MT. PLEASANT — Art from the young Picassos and Monets of the Mt. Pleasant Community School District will adorn the walls of Henry County’s Courthouse beginning this Sunday.
In observance of Youth Art Month, which is celebrated in March, the district is featuring over 300 pieces by art students from every building of the district.
Wanda Broeker, the visual arts teacher for Van Allen and Salem Elementary school, said the district follows the state’s lead in celebrating and featuring student work.
“All throughout the state, they do Youth Art Month. They celebrate it at the capitol. It’s just important to celebrate what we love and what we do and show off the kids’ art work,” Broeker said.
As the elementary art teacher, Broeker said she tries to feature at least one piece by each student within their kindergarten through fifth grade experience.

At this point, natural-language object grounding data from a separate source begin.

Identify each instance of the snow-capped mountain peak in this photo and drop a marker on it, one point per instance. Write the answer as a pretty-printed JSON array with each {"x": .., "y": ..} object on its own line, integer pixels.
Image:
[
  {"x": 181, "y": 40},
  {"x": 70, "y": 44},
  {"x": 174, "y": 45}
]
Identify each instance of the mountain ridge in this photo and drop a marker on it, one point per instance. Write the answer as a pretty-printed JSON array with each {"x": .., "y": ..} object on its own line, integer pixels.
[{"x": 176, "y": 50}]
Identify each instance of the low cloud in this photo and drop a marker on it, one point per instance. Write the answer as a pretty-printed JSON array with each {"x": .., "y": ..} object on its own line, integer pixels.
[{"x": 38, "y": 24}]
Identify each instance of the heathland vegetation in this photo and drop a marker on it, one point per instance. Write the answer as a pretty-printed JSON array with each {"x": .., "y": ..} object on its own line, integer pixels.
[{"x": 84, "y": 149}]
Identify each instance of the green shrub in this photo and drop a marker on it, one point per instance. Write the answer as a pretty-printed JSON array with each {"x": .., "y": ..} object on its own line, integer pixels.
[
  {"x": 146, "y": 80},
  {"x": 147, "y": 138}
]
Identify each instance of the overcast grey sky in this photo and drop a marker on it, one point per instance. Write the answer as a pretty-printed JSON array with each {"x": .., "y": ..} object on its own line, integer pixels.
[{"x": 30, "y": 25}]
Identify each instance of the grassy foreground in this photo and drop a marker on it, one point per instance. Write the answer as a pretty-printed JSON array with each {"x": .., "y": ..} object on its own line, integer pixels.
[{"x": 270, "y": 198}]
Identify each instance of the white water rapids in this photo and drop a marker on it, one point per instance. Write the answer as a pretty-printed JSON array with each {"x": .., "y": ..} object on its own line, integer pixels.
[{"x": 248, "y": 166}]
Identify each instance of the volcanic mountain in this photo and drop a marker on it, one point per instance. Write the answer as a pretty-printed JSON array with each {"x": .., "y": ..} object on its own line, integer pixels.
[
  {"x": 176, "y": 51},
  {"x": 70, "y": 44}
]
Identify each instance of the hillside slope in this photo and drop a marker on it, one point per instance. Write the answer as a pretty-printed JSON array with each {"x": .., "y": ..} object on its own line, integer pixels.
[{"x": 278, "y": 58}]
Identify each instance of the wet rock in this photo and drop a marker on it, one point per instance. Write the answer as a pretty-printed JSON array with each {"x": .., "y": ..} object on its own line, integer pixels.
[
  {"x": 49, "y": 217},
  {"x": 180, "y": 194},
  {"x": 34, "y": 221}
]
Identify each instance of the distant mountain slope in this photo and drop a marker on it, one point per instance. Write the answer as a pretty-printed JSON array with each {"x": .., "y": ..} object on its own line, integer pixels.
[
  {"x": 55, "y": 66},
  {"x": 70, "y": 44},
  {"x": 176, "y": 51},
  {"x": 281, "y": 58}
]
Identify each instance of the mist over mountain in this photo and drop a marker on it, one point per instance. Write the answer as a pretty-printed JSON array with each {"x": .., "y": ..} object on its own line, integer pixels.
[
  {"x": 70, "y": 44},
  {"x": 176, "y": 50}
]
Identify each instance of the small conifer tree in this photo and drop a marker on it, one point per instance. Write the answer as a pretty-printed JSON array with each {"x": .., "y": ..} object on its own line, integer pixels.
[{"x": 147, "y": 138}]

“Some of these kids, maybe don’t excel [in other classes]. This is what they excel in,” she said. “The others are always getting recognized in the classroom and this is a way to recognize these kids for what they do.”
The art teacher added access to art in public schools is important because “it’s a break from the routine of a classroom.”
“It’s a different outlet, just like P.E. or music. And just the creativity for those kids. We try to bring their creativity out, problem solving. We can hit that all within art projects,” she said.
Art is a required class for students through middle school. Once in high school, students can choose to take classes as an elective.
At the elementary level, projects often include cross-curricular instruction such as teaching students about the parts of a tree or the history of churches through a project with stained glass windows, Broeker explained.
“It teaches a lot of hand-eye coordination, a lot of our purpose statements are about hand-eye coordination and improving their fine motor skills and that’s something big we try to gear in at least in the elementary level,” she said.
While the younger students’ pieces are generally dictated by projects assigned by instructors, high school students often use the display at the courthouse to exhibit their portfolios.
“In the high school, you’re going to find kids who really excel in art and they may even have one more class in art in a day. A lot of those kids will have their own corner, their whole portfolio, so we try to keep those pieces together,” Broeker said.
Family and friends are invited to the opening reception of the 2020 Youth Art Month Exhibit at the Henry County Courthouse on March 1, which begins at 1 p.m. Pieces from the exhibit will be on display through Wednesday, March 25.